Extract from The Guardian
It’s easy to see why Biloela has fallen in love with the family, doggedly resisting the government’s false narrative
Last modified on Wed 9 Jun 2021 10.34 AEST
The photograph of five-year old Kopika Murugappan kissing her three-year-old sister Tharnicaa in hospital undid me. Tharnicaa is crying and the girls look both unbearably sweet and heartbreakingly sad.
The image was taken just before Tharnicaa was flown to Perth from Christmas Island amid fears that she had a blood infection caused by untreated pneumonia. It represented the latest chapter in the family’s arduous detention saga.
It’s easy to see why the little community of Biloela has fallen in love with the Murugappans. Kopika and Tharnicaa have grown up in front of us and we have watched as Tharnicaa has gone from a chubby infant in pretty dresses and headbands to a lean three-year-old, all teeth and smiles. She and Kopika often wear matching clothes and in videos their parents – Priya and Nades – seldom show frustration, even though they have endured more than most of us would manage.
In the last year the two little girls have become poster children for the ills of Australia’s refugee system. Neither of them asked to be anyone’s poster child, of course. They are living, breathing kids and one of them happens to be very sick. They have not asked for the burden of representing everyone else who is stuck in Australia in an endless loop of temporary visa protection. They are pawns in a game that neither they nor their parents designed.

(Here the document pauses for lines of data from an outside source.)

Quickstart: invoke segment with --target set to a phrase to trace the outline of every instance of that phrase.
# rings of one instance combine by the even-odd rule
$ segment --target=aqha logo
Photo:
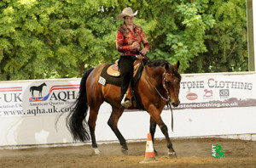
[[[195,99],[198,98],[198,96],[197,96],[196,93],[191,92],[190,91],[189,91],[189,92],[188,92],[186,98],[187,98],[187,99],[189,99],[189,100],[195,100]]]

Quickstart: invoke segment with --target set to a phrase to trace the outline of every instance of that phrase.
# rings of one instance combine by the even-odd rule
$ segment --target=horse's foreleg
[[[150,126],[149,126],[149,132],[152,137],[152,142],[154,143],[154,132],[155,132],[155,128],[156,128],[156,123],[155,121],[153,120],[152,117],[150,117]],[[154,149],[154,154],[158,155],[157,151]]]
[[[166,140],[167,142],[167,148],[169,148],[169,152],[168,152],[169,157],[172,157],[172,156],[177,157],[176,153],[172,147],[172,143],[169,137],[168,128],[161,119],[160,112],[155,107],[151,107],[148,113],[152,117],[152,119],[157,123],[162,133],[165,135]]]
[[[123,109],[119,109],[119,108],[112,106],[112,113],[111,113],[110,118],[108,121],[108,124],[110,126],[110,128],[112,129],[112,131],[114,132],[116,137],[118,137],[120,144],[122,145],[122,152],[124,154],[127,154],[128,148],[127,148],[126,141],[125,141],[125,137],[123,137],[123,135],[121,134],[121,132],[119,132],[118,126],[117,126],[119,119],[122,115],[123,112],[124,112]]]

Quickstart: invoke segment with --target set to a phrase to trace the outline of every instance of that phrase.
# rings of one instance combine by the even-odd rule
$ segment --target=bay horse
[[[118,128],[119,119],[125,109],[120,107],[120,87],[110,84],[102,86],[98,82],[100,74],[107,64],[100,64],[95,69],[90,68],[84,72],[80,82],[79,97],[73,109],[67,117],[67,126],[74,140],[82,142],[90,140],[89,134],[90,133],[94,149],[93,154],[99,154],[100,151],[97,148],[95,136],[96,121],[99,108],[106,101],[112,106],[112,113],[108,125],[118,137],[122,152],[127,154],[126,141]],[[139,104],[150,115],[149,132],[153,142],[156,125],[158,125],[167,142],[169,157],[177,157],[177,155],[169,138],[167,126],[163,122],[160,114],[166,104],[166,101],[174,107],[177,107],[180,103],[178,98],[181,81],[181,76],[178,73],[179,64],[179,61],[173,65],[166,60],[147,63],[139,81],[137,86],[132,87]],[[89,107],[90,115],[87,122],[85,117],[88,115]],[[136,107],[132,105],[129,109],[136,109]],[[154,152],[157,154],[156,150]]]
[[[42,91],[43,91],[43,87],[44,86],[47,86],[45,84],[45,82],[42,83],[38,87],[36,87],[36,86],[31,87],[29,90],[30,90],[30,92],[32,92],[32,97],[34,97],[34,91],[35,90],[39,92],[38,96],[42,96]]]

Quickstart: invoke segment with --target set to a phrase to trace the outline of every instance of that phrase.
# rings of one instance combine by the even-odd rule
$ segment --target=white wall
[[[256,3],[255,1],[252,1],[252,3],[253,18],[254,70],[256,70]]]
[[[56,131],[55,123],[57,114],[44,113],[35,115],[28,112],[35,111],[37,107],[41,110],[44,107],[53,109],[53,104],[58,110],[67,108],[67,104],[59,104],[63,103],[59,98],[67,99],[67,92],[69,92],[68,101],[74,101],[73,94],[77,95],[77,86],[79,81],[80,79],[0,81],[0,146],[73,143],[70,133],[66,128],[67,113],[60,118]],[[29,89],[32,86],[38,86],[43,82],[45,82],[47,87],[44,88],[42,95],[45,97],[50,92],[49,97],[47,100],[42,101],[41,104],[32,105],[28,101],[32,96]],[[171,112],[164,110],[161,116],[169,128],[171,137],[256,133],[256,73],[183,75],[182,82],[181,107],[191,104],[198,107],[200,104],[227,104],[229,99],[229,104],[235,105],[203,109],[176,108],[173,109],[173,132],[171,129]],[[20,87],[22,91],[11,91],[16,89],[15,87]],[[11,89],[7,91],[6,88]],[[206,93],[205,90],[212,91],[212,95]],[[224,90],[229,94],[223,95],[220,90]],[[188,95],[191,92],[195,93],[198,98],[193,100],[188,99]],[[35,96],[38,96],[38,93],[35,92]],[[15,94],[16,97],[14,96]],[[230,98],[233,98],[231,102]],[[19,102],[20,99],[22,101]],[[43,104],[46,103],[47,104],[44,106]],[[14,107],[10,107],[11,104],[14,104]],[[3,111],[17,110],[19,108],[22,110],[21,115],[6,115],[3,113]],[[107,124],[110,112],[110,105],[103,104],[96,121],[97,141],[117,140]],[[149,115],[145,111],[124,113],[119,120],[119,127],[126,139],[145,139],[149,131]],[[155,137],[164,137],[159,128]]]

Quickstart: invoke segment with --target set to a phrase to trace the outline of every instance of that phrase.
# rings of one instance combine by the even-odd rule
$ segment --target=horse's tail
[[[79,98],[74,103],[74,108],[67,117],[67,126],[73,138],[79,141],[90,140],[88,123],[85,120],[88,111],[86,96],[86,80],[93,68],[88,69],[81,80]]]

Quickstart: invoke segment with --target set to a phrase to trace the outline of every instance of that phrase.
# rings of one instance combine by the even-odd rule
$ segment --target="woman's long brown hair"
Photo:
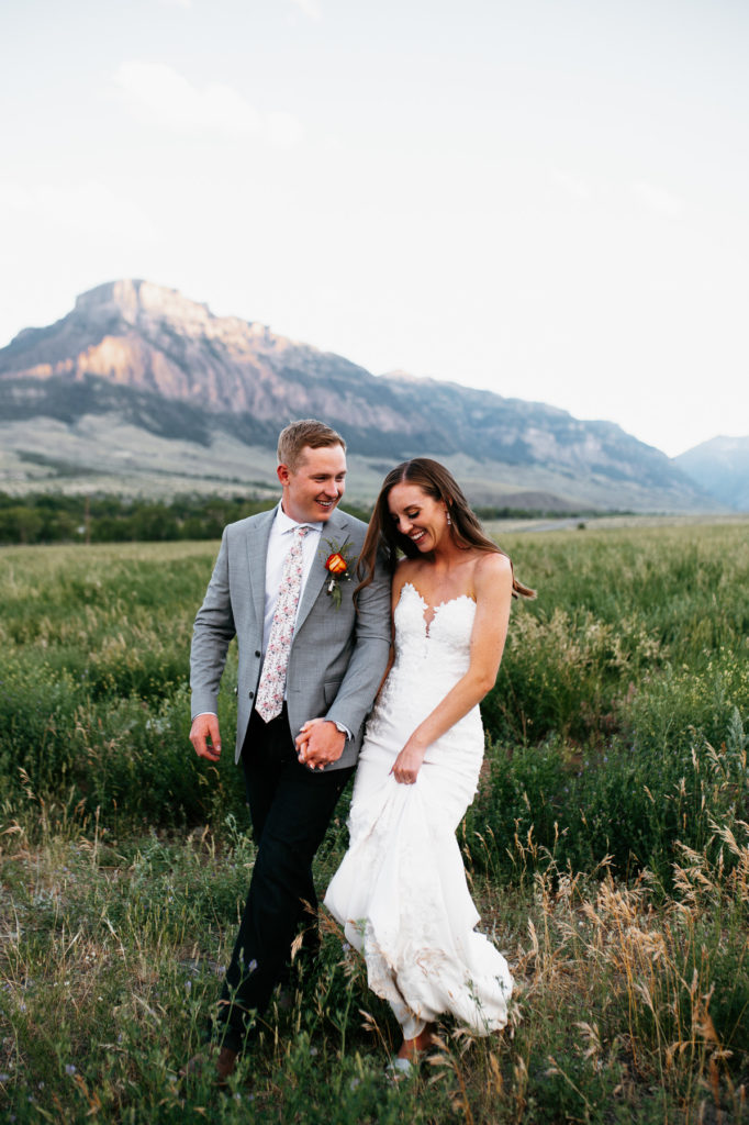
[[[386,564],[392,574],[400,555],[408,558],[416,558],[419,550],[408,536],[401,534],[395,525],[390,510],[388,507],[388,496],[390,489],[399,484],[416,485],[432,496],[441,500],[450,513],[451,534],[458,547],[468,550],[475,548],[479,551],[487,551],[509,557],[497,544],[488,538],[476,515],[468,506],[468,501],[452,474],[445,469],[444,465],[433,461],[430,457],[415,457],[410,461],[397,465],[388,472],[382,482],[380,494],[374,503],[374,511],[369,521],[367,538],[357,565],[359,586],[357,594],[369,586],[374,577],[374,566],[377,557],[383,556]],[[512,565],[512,562],[511,562]],[[535,597],[535,591],[524,586],[513,574],[513,597]]]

If the minister manages to get them out of detention, many Australians will breathe a sigh of relief and consider themselves morally vindicated. Many Australians desperately want to see themselves as decent people, despite the immigration policies their governments have adopted.
This is understandable. No nation likes to think of itself as racist, mean-spirited and xenophobic, even when its policies are clearly all of those things.
Yet securing the release of Tharnicaa and her family will not alter the fact that Australia remains a place where children can grow up in indefinite detention, and it will do nothing to address the fact that 30,000 asylum seekers remain in limbo, living on temporary visas just like the Mungarrapans did before theirs expired and they were threatened with deportation.
Long-term policy reform will only be possible when the public begins to challenge the false narrative that underpins Australia’s attitude to refugees. Much of the present-day vitriol against people arriving by boat began 20 years ago when John Howard and his senior ministers claimed that a group of asylum seekers had thrown a child overboard from a sea vessel as a ploy to force the Australian navy to rescue them.
The public was livid and, even though an inquiry found the claim to have been a lie, the idea that people arriving here by boat are so craven, so singularly focused on duping immigration officials that they are prepared to do anything to get in, is the founding untruth upon which the refugee detention system is designed.
The detention industrial complex that has mushroomed since that day continues to operate on Christmas Island. When Priya’s friends claim that her requests for medical assistance for her daughter were greeted with scepticism, and as a result Tharnicaa’s access to healthcare was delayed, the contours of the children overboard scandal can clearly be seen.
The subtext is that asylum seekers will do anything to secure access to the mainland, even if it means subjecting their own children to trauma.
Far too many people continue to believe this stereotype; that people seeking safety are liars and queue jumpers. In this context a policy landscape designed to punish them for even trying to seek freedom in Australia is perfectly logical.
For two decades now successive governments have vilified and insulted asylum seekers. But, as the case of little Tharnicaa and her family has demonstrated, this approach is wearing thin.
A small community in Queensland has doggedly resisted the government’s narrative about people seeking freedom, choosing to trust their own instincts rather than government assessors.
For the people of Biloela, the Mungarrapans’ status as asylum seekers is incidental. The family of four are their neighbours and friends. The way they tell it, Tharnicaa is neither a poster child nor a symbol, simply a little girl who is sick and tired. In the story they tell, Priya and Nades are neither liars nor terrorists; they are just stressed-out partners like so many of us, parents who need a bit of a break.
The government may release the Mungarrapans on compassionate grounds. If it does, Australians will need to push Scott Morrison to free the other 30,000 people who have waited so long to be free from the legacy of the Howard government’s lie.